As proof that public corruption is a bipartisan endeavor, Rep. William Jefferson, D-La., was indicted Monday on charges of racketeering, soliciting bribes, fraud, obstruction of justice and money-laundering.

Last year, you'll recall, Democrats railed against a "Republican culture of corruption" on the campaign trail despite the fact that authorities had previously videotaped Rep. Jefferson accepting a $100,000 bribe from an FBI informant, and that most of that cash was later found in the freezer of his Louisiana home.

If Rep. Jefferson, 63, is found guilty of just a few of the 16 charges detailed in the federal indictment, he could spend the rest of his life in prison. At a minimum, he might give former Rep. Randy "Duke" Cunningham, R-Calif., a run for the title of most corrupt congressman of all time. Last year, Cunningham was sentenced to eight years in prison for accepting more than $2 million in bribes from federal contractors.

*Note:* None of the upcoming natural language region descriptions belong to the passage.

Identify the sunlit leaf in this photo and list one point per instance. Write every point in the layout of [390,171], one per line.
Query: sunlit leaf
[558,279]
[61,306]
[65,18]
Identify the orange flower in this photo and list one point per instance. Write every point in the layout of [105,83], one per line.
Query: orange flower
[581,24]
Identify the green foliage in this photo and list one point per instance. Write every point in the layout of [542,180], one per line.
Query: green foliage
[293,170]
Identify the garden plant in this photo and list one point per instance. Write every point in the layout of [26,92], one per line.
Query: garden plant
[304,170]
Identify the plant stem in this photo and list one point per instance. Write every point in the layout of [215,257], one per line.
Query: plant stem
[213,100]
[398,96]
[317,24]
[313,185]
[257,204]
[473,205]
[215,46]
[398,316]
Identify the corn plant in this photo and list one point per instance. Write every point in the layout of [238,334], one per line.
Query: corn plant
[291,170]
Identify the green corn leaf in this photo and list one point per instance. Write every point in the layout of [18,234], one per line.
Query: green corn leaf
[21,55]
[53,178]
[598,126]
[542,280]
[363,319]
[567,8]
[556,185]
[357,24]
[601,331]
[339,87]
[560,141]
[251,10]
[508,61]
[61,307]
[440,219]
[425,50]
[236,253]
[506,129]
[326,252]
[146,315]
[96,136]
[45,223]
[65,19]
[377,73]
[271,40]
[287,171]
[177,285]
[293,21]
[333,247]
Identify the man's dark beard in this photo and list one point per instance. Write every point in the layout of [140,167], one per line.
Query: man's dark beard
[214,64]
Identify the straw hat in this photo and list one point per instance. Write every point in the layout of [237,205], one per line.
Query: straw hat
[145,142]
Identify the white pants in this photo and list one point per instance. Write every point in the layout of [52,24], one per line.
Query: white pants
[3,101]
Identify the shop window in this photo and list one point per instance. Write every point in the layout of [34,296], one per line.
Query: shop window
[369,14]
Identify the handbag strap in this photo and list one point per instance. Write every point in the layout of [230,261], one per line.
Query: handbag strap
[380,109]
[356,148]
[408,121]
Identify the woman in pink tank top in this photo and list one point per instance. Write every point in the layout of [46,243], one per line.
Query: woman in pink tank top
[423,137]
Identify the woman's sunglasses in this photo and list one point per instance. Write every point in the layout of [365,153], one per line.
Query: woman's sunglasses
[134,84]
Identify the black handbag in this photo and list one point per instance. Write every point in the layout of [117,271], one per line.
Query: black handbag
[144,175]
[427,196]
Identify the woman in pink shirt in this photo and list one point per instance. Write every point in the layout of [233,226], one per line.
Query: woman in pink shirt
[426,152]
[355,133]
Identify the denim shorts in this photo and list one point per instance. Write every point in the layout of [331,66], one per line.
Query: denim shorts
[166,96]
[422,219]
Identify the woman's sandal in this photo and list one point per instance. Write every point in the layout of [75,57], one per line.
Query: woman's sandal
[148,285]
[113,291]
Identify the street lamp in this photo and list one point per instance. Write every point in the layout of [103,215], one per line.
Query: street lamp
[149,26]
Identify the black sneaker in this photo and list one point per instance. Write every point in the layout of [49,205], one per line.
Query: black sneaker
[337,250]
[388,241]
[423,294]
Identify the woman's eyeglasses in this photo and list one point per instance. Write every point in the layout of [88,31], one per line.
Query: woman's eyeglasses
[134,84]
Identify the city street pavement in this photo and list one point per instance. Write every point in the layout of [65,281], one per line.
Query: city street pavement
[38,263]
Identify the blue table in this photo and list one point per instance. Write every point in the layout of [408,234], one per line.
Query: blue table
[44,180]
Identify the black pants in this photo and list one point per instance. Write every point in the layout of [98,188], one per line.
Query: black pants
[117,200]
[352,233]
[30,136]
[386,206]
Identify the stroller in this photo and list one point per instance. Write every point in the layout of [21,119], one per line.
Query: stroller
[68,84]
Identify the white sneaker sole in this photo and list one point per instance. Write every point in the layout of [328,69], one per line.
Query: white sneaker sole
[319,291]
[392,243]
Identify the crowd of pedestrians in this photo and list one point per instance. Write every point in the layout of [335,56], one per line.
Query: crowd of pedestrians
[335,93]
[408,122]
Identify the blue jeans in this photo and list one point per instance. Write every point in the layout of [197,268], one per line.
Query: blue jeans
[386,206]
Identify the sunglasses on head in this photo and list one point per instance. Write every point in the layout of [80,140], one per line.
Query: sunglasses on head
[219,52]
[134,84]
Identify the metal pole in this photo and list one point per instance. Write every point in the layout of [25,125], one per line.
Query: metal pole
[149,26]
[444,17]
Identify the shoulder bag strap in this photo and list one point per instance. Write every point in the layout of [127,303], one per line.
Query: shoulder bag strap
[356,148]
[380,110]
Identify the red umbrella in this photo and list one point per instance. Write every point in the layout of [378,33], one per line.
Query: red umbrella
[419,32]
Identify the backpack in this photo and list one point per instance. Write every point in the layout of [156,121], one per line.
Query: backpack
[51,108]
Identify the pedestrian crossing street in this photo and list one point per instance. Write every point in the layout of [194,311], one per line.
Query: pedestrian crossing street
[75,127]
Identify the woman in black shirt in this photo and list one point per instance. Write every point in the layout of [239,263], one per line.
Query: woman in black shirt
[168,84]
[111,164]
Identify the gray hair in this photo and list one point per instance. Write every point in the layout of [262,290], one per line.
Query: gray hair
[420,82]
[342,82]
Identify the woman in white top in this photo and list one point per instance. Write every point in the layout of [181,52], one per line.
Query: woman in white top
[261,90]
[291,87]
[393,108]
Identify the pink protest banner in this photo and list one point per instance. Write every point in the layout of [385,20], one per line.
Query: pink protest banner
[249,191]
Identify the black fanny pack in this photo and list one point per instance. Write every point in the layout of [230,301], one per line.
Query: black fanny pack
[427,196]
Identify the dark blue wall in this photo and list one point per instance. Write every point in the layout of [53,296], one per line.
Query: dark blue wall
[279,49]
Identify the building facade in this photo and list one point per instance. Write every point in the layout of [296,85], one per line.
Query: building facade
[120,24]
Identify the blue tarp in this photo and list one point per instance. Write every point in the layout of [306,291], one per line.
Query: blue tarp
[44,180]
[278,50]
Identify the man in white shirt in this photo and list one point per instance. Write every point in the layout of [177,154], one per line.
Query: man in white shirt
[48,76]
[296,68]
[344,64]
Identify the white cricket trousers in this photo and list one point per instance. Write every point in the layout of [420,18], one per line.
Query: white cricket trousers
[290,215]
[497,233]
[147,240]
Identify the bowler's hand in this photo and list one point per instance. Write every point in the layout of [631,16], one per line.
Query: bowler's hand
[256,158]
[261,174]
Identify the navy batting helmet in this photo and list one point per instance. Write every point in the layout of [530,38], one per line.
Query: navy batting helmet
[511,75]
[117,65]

Rep. Jefferson has maintained his innocence throughout the investigation, but the evidence against him doesn't favor his defense. Brett Pfeffer, a former congressional aide, pleaded guilty to soliciting bribes for Rep. Jefferson and has been sentenced to eight years in prison. And Vernon Jackson, an executive with a telecommunications company, pleaded guilty to paying between $400,000 and $1 million in bribes to Rep. Jefferson in exchange for the congressman's help in securing contracts with African nations. Jackson has been sentenced to more than seven years in prison. Both men have agreed to testify against Rep. Jefferson at trial.

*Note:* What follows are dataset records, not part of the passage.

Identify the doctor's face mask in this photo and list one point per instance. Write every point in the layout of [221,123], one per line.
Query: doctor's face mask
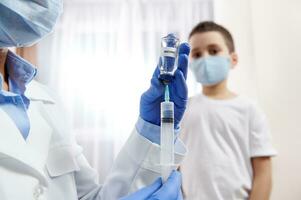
[24,22]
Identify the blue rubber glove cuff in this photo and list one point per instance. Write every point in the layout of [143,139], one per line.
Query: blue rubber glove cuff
[151,131]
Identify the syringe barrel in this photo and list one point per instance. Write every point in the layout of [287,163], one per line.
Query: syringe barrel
[167,138]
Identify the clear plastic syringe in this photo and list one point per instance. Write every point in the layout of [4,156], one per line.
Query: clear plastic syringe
[167,136]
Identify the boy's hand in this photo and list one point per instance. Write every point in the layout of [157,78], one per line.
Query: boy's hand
[151,99]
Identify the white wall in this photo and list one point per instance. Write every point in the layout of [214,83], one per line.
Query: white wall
[268,35]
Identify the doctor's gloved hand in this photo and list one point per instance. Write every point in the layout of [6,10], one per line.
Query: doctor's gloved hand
[151,99]
[170,190]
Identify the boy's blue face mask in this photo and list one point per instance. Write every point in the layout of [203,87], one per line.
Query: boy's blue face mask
[24,22]
[210,70]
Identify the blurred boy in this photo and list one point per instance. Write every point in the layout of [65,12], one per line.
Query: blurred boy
[227,135]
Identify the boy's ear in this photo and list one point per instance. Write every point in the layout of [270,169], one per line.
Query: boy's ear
[234,59]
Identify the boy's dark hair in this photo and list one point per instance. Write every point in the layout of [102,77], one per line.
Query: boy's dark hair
[207,26]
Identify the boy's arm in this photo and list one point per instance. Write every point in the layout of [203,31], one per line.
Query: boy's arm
[262,178]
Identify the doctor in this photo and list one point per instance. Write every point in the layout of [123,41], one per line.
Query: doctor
[39,158]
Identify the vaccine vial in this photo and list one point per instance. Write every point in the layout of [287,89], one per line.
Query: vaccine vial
[169,57]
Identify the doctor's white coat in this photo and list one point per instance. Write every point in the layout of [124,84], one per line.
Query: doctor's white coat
[49,165]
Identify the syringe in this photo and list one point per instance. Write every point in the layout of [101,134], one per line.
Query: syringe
[167,136]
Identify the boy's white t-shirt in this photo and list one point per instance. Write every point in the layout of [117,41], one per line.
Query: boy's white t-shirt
[222,136]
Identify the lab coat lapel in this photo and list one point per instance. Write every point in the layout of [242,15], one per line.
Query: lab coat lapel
[32,152]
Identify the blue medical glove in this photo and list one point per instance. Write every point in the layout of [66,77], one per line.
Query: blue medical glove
[170,190]
[151,99]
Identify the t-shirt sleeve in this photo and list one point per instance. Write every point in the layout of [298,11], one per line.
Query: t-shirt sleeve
[260,137]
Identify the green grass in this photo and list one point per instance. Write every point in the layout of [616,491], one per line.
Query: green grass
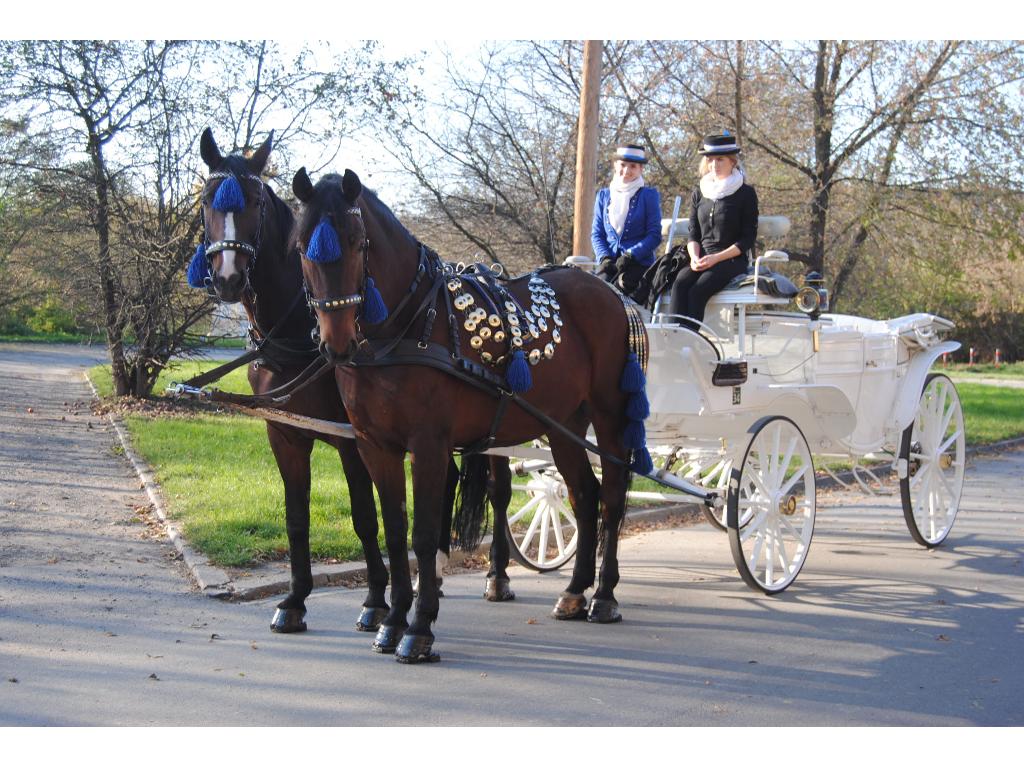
[991,414]
[221,483]
[963,372]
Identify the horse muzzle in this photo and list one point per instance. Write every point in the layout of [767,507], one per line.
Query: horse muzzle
[335,358]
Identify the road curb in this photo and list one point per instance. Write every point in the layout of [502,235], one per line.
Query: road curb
[212,581]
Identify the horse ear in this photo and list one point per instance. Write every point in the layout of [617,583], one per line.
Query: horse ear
[258,160]
[209,152]
[351,186]
[302,186]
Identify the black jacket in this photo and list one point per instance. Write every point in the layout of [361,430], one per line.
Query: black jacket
[716,224]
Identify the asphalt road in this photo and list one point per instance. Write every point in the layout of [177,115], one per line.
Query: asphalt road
[100,626]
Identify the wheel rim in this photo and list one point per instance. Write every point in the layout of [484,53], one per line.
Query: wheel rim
[935,463]
[771,507]
[544,529]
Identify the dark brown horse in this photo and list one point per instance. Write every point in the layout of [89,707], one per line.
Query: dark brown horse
[412,385]
[246,257]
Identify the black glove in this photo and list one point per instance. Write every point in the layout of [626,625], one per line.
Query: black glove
[630,273]
[607,270]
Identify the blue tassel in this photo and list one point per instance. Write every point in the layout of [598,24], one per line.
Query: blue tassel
[199,268]
[635,436]
[374,308]
[642,463]
[229,198]
[518,376]
[324,246]
[632,379]
[637,408]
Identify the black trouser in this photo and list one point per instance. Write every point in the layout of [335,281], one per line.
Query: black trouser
[690,291]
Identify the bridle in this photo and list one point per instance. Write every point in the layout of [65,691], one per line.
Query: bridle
[250,249]
[336,303]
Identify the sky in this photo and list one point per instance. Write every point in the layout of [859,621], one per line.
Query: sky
[412,22]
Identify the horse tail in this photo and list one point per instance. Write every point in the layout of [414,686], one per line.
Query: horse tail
[634,382]
[468,521]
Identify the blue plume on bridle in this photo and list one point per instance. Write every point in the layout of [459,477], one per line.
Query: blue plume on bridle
[324,246]
[229,198]
[199,267]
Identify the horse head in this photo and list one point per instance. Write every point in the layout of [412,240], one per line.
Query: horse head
[233,204]
[332,239]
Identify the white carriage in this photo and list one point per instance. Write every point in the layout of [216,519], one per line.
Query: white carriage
[740,410]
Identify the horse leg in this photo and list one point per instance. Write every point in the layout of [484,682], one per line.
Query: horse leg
[429,462]
[388,473]
[444,531]
[574,467]
[360,492]
[500,493]
[292,454]
[614,481]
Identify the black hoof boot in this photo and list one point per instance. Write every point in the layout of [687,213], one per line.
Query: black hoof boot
[370,620]
[416,648]
[569,606]
[603,611]
[289,620]
[498,590]
[387,638]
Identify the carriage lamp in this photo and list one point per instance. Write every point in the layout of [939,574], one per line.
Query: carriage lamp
[813,297]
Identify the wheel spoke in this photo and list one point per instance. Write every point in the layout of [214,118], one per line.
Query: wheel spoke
[536,501]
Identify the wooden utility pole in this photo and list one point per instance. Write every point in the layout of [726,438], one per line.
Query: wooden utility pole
[583,216]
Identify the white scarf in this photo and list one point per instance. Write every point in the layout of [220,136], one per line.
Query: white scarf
[716,188]
[619,205]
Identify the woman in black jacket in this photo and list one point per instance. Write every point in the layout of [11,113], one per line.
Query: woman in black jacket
[723,227]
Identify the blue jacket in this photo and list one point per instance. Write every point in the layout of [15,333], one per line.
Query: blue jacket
[641,233]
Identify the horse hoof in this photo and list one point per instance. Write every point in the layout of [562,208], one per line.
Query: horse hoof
[370,620]
[569,606]
[415,649]
[387,638]
[603,611]
[498,590]
[289,620]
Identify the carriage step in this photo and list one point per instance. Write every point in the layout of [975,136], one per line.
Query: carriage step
[729,374]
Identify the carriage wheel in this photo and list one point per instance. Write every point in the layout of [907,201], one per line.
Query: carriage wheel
[932,463]
[770,507]
[543,532]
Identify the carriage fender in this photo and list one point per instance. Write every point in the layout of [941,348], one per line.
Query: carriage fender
[905,406]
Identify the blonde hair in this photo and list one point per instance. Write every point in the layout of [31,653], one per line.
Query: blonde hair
[704,168]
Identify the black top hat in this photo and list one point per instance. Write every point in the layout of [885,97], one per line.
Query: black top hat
[720,143]
[632,154]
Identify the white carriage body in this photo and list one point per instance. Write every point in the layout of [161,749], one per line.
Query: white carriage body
[852,396]
[851,384]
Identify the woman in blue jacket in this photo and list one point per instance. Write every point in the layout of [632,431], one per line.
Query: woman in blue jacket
[627,221]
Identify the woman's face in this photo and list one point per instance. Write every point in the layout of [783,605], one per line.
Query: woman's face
[627,170]
[721,165]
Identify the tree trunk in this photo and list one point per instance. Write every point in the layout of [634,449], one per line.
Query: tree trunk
[583,215]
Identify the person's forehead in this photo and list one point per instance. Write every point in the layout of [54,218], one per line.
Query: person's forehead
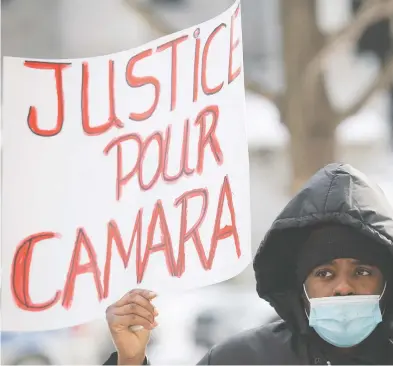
[347,261]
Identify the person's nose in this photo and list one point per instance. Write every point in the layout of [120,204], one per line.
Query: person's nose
[343,288]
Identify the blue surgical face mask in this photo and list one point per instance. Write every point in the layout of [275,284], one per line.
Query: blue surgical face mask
[345,321]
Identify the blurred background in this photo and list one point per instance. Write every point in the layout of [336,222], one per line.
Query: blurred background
[319,79]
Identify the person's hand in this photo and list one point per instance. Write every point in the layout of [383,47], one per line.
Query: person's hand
[126,318]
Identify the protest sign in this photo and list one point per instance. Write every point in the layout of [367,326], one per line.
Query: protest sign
[122,171]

Rep. Jefferson will enjoy the presumption of innocence as federal prosecutors move forward with their case. However, the cloud that comes with this public corruption indictment casts a shadow on all of Congress. When an elected official is charged with abusing his office and depriving his constituents of honest representation, Americans inevitably lose faith in their democracy.

The public's most powerful tool in demanding integrity from their representatives is their vote. Last year, Rep. Jefferson's New Orleans constituents returned him to office despite allegations that he accepted bribes. Because federal prosecutions can take years to complete, voters are likely to see Rep. Jefferson's name on their 2008 ballots, too.